SOURCE / COMPANIES
Qualcomm needs China market to meet growth goals: analysts
Published: Feb 04, 2021 09:38 PM

A Qualcomm booth at an exhibition in Guangzhou, capital of South China's Guangdong Province Photo: IC


Chipmaker Qualcomm on Wednesday reported fiscal first-quarter results that slightly missed expectations while forecasting a strong quarter ahead. Chinese analysts warned that the US technology giant may still heavily rely on China to achieve its performance goals in the coming year.

Sales in the fiscal first quarter (September 28-December 27, 2020) rose by 62 percent year-on-year to $8.24 billion. Net income more than doubled to $2.46 billion.

The performance slightly missed Wall Street's sales expectations of $8.27 billion, according to a report from the Wall Street Journal, citing analysts surveyed by FactSet.

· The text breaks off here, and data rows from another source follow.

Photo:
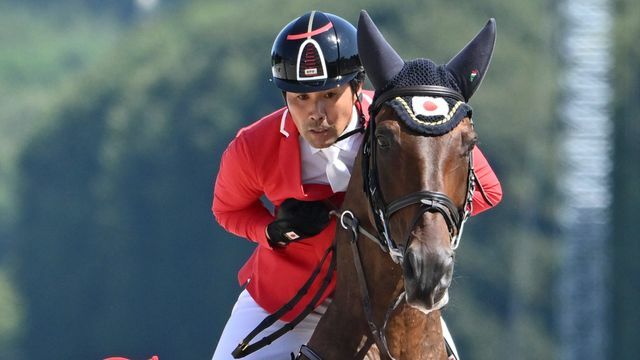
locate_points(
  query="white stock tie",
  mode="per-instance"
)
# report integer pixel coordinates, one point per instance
(337, 172)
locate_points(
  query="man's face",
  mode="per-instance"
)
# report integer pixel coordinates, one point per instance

Qualcomm shares dropped by 7 percent in after-hours trade following the report.

Looking forward, Qualcomm forecast fiscal second-quarter sales and profits above Wall Street expectations, driven by a wave of phone buyers around the world upgrading their devices for 5G network connectivity, said a Reuters report.

Chinese analysts said that although it fell short of expectations, Qualcomm's quarterly performance was already very "healthy," while warning that its performance in the coming months, especially the 5G smartphone chips it relies on, will largely hang on its big customers in China.

Since there are fewer buyers in the China market now that Huawei "is gone," buyers like other Chinese smartphone producers Xiaomi and Oppo have more say in deal discussions, which may lead to a decline in Qualcomm's profits, Ma Jihua, a veteran industry analyst, told the Global Times on Thursday.

Moreover, drawing lessons from Huawei's experience, Chinese buyers are among those who most strongly feel the urgency of diversifying their sources, and they will especially avoid being too dependent on a single US supplier, further threatening its sales, according to Ma.

On Wednesday, Qualcomm CEO Cristiano Amon opened an account and made his first post on China's Twitter-like Sina Weibo.

"In this new year, our collaborations in China will continue to ensure that 5G moves forward and becomes even more accessible, so everyone can experience the benefits of this incredible technology," Amon said, with a picture taken by Chinese smartphone maker Xiaomi, one of Qualcomm's major Chinese buyers.

Ma said Qualcomm also faced strong competitors like MediaTek in the 5G chip race.

MediaTek surpassed Qualcomm for the first time to become the world's largest smartphone chipset supplier in the third quarter of 2020. The Taiwan-based chipmaker held 31 percent of the market during the third quarter, said a Counterpoint report. 

The share of MediaTek's chips in Xiaomi has increased by more than three times since the same period last year. It was also able to leverage the gap created by the US ban on Huawei, according to the Counterpoint report. 

"In the long term, as the global chip supply chain has been disrupted by the US ban on Huawei, companies everywhere are seeking self-reliance, and US chipmakers may face a loss in sales and perhaps their industry dominance," Ma said.

The US Semiconductor Industry Association has warned that US trade restrictions on China would do lasting harm to companies that made Silicon Valley a byword for US innovation and help the country maintain a technological and military edge over global rivals, according to a Wall Street report in March last year.